Bridget Jones’s Diary was my Lean In
I started my professional career in the year 2000. It doesn’t seem that long ago, but when I think back, things were so different. I didn’t even have a cell phone, and the internet was still kind of new. Amazon existed, but Amazon Prime did not. And as a woman in the workplace, there were no widely read books like Lean In to help us navigate the issues women face.
What should I do when the president of the organization hits on me (in the same breath he told a bartender I was under 21, ugh), when should I tell my colleagues I was pregnant, should I ask for a raise or find a new job? I had no guide other than hurried talks at lunch with my girl friends who may or may not have been out to take my job. As is my way, I turned to books.

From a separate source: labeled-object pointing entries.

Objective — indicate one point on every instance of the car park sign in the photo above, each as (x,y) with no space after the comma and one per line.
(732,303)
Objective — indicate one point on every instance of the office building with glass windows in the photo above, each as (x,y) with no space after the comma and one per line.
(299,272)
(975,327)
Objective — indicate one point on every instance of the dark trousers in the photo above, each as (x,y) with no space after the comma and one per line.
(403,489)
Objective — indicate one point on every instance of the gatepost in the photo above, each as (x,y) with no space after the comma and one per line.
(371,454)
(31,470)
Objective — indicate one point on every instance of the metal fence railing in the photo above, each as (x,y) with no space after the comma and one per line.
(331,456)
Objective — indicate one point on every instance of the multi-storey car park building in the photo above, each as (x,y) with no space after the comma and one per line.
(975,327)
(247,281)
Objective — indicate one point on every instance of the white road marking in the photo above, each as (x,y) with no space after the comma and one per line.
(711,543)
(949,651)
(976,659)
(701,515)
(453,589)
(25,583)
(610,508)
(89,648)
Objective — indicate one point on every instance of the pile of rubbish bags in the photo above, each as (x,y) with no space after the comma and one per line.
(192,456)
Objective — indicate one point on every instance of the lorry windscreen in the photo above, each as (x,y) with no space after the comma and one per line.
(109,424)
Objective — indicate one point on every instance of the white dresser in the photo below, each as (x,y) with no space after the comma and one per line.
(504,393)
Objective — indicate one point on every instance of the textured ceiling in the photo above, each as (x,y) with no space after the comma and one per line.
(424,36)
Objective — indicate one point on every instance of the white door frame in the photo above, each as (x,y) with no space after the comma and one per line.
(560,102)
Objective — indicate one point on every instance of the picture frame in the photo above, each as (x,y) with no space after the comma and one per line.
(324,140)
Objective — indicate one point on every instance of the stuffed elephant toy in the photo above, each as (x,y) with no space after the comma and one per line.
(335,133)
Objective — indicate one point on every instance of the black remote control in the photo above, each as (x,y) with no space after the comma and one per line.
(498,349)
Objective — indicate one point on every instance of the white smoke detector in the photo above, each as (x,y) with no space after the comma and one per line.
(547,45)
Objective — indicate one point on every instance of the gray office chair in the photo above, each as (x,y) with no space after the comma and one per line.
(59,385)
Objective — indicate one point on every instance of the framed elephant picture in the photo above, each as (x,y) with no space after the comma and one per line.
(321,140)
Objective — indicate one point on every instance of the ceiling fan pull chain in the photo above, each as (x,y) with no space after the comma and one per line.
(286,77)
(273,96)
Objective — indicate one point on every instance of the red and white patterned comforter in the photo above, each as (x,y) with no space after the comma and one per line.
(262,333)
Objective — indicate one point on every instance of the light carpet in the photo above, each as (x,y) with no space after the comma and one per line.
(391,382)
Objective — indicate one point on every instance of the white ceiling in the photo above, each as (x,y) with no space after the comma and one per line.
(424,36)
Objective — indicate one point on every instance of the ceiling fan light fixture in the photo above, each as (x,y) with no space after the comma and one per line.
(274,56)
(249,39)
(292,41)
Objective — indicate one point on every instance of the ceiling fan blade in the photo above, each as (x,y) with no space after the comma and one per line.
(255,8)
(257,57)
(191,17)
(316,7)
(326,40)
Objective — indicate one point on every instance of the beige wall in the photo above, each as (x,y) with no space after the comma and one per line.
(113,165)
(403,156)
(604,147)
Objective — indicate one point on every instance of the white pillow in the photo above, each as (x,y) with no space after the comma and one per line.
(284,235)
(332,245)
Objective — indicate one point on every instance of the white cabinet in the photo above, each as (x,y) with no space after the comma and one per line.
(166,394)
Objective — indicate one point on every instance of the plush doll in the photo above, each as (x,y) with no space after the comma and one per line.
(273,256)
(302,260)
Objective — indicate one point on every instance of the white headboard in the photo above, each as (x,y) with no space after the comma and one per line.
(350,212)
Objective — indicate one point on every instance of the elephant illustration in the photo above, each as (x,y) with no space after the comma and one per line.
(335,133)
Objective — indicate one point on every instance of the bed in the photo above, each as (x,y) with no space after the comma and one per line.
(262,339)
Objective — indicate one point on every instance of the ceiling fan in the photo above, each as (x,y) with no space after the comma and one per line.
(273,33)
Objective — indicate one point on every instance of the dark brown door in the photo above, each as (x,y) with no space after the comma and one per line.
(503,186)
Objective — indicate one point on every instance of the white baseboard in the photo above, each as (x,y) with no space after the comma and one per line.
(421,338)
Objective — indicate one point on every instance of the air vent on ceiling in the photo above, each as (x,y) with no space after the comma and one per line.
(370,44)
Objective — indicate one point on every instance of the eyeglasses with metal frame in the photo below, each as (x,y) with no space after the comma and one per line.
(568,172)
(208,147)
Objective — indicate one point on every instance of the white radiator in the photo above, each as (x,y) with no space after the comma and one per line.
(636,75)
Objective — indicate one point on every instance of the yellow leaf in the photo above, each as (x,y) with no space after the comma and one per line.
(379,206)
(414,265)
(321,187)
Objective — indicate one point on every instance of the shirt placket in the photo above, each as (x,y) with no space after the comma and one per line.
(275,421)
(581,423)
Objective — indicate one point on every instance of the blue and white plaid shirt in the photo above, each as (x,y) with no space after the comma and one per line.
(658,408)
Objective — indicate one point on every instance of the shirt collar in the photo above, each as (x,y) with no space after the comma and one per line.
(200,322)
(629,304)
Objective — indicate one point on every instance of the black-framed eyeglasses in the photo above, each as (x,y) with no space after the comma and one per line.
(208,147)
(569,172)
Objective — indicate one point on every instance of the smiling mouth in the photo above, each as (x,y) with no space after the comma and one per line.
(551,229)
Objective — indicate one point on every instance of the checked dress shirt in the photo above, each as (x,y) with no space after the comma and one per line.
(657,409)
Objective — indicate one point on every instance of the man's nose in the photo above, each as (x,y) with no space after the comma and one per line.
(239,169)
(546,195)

When I first found Bridget Jones’s Diary, a British novel loosely based on Jane Austen’s Pride and Prejudice, I felt like I finally had the guide I needed. Bridget had the same worries and issues I had. Her boss was too busy commenting on the size of her skirt to take her seriously, and her friends all gave her terrible advice. Bridget had to find her own way to a better job and a satisfying love life in her own way. Much to the delight of myself, and millions of other readers, she did it in a hysterical way with diary entries.
I eventually found my way too. I’m closing in on forty now, and I eventually found a job that suited me. I owe it all in large part to Bridget Jones, my year 2000 role model. As Bridget herself said, “It is proved by surveys that happiness does not come from love, wealth, or power but the pursuit of attainable goals.”